Background: Which virological factors mediate overdispersion in the transmissibility of emerging viruses remains a longstanding question in infectious disease epidemiology.
Methods: Here, we use systematic review to develop a comprehensive dataset of respiratory viral loads (rVLs) of SARS-CoV-2, SARS-CoV-1 and influenza A (H1N1) pdm09 . We then comparatively meta-analyze the data and model individual infectiousness by shedding viable virus via respiratory droplets and aerosols.

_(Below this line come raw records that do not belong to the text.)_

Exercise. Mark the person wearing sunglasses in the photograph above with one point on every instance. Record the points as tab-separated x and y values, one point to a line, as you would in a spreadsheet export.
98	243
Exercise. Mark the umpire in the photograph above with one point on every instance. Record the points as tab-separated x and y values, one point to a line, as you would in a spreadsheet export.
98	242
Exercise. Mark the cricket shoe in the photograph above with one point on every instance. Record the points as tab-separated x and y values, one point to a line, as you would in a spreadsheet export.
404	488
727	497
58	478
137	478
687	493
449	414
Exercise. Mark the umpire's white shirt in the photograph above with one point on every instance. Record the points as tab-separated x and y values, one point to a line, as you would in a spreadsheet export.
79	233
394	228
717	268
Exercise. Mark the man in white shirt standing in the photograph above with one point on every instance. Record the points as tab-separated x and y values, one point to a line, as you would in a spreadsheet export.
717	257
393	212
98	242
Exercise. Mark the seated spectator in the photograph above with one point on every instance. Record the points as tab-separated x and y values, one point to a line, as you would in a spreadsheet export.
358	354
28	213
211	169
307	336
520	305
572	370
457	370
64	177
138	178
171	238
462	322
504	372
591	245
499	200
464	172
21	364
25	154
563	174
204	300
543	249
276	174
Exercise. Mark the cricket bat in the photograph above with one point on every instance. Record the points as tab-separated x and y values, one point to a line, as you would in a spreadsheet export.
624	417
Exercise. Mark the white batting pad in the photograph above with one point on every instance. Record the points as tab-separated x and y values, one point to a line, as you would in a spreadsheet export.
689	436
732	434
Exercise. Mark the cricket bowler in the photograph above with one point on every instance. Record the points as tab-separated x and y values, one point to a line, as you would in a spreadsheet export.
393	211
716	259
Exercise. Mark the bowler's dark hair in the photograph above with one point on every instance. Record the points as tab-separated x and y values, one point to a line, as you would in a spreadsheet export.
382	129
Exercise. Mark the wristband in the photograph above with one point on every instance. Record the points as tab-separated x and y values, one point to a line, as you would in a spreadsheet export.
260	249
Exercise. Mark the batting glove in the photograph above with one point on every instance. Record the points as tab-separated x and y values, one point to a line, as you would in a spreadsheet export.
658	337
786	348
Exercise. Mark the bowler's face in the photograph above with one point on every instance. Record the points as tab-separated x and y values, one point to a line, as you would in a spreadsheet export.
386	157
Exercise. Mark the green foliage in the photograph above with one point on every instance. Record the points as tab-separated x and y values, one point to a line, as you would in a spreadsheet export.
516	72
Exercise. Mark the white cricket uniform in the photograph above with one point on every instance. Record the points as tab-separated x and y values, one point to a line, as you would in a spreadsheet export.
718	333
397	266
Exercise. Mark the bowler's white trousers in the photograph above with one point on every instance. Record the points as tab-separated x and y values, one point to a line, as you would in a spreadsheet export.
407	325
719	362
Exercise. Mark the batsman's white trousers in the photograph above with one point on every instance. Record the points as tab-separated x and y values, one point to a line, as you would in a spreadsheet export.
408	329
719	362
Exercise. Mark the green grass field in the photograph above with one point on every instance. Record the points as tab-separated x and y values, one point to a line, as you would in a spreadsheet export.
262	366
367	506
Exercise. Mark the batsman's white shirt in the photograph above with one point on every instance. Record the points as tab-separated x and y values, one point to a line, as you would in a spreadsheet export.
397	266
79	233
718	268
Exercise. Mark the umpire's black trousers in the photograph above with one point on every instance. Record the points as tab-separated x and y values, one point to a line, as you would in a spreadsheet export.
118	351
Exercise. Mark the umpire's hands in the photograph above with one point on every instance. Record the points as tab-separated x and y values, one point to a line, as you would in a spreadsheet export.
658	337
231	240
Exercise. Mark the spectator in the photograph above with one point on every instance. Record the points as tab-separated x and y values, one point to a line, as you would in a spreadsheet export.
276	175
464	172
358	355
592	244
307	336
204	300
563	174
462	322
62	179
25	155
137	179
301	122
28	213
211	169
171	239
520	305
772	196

Results: The analyses indicate heterogeneity in rVL as an intrinsic virological factor facilitating greater overdispersion for SARS-CoV-2 in the COVID-19 pandemic than A (H1N1) pdm09 in the 2009 influenza pandemic . For COVID-19, case heterogeneity remains broad throughout the infectious period, including for pediatric and asymptomatic infections . Hence, many COVID-19 cases inherently present minimal transmission risk, whereas highly infectious individuals shed tens to thousands of SARS-CoV-2 virions/min via droplets and aerosols while breathing, talking and singing . Coughing increases the contagiousness, especially in close contact, of symptomatic cases relative to asymptomatic ones . Infectiousness tends to be elevated between 1-5 days post-symptom onset.

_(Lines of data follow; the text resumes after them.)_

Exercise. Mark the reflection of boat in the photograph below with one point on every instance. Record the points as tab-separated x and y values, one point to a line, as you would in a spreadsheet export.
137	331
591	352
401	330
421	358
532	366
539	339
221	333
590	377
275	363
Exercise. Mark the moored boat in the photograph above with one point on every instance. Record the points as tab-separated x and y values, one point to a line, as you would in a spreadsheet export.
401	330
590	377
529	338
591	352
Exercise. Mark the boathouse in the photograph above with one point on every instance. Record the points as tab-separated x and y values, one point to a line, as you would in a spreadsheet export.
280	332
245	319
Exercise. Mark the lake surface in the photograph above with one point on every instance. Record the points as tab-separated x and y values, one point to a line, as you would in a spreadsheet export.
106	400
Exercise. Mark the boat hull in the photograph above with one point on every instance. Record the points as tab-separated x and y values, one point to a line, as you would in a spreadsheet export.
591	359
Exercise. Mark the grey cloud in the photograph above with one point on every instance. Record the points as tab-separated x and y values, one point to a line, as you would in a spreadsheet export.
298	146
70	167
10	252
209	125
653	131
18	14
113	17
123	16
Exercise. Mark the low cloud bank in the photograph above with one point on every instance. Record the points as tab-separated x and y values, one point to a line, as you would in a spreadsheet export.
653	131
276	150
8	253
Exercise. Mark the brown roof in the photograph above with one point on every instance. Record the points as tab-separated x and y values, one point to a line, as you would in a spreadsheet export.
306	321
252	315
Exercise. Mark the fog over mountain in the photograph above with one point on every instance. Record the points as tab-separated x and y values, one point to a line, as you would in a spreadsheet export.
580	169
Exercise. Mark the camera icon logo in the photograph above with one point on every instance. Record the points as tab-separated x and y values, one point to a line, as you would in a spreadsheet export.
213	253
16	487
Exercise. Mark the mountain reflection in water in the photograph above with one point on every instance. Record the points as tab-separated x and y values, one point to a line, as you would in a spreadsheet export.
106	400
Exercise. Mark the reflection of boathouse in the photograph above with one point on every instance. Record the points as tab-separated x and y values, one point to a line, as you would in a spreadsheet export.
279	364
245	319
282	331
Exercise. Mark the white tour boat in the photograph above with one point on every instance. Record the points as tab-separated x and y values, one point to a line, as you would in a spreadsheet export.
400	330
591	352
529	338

Conclusions: Intrinsic case variation in rVL facilitates overdispersion in the transmissibility of emerging respiratory viruses . Our findings present considerations for disease control in the COVID-19 pandemic as well as future outbreaks of novel viruses.Funding: Natural Sciences and Engineering Research Council of Canada (NSERC) Discovery Grant program, NSERC Senior Industrial Research Chair program and the Toronto COVID-19 Action Fund.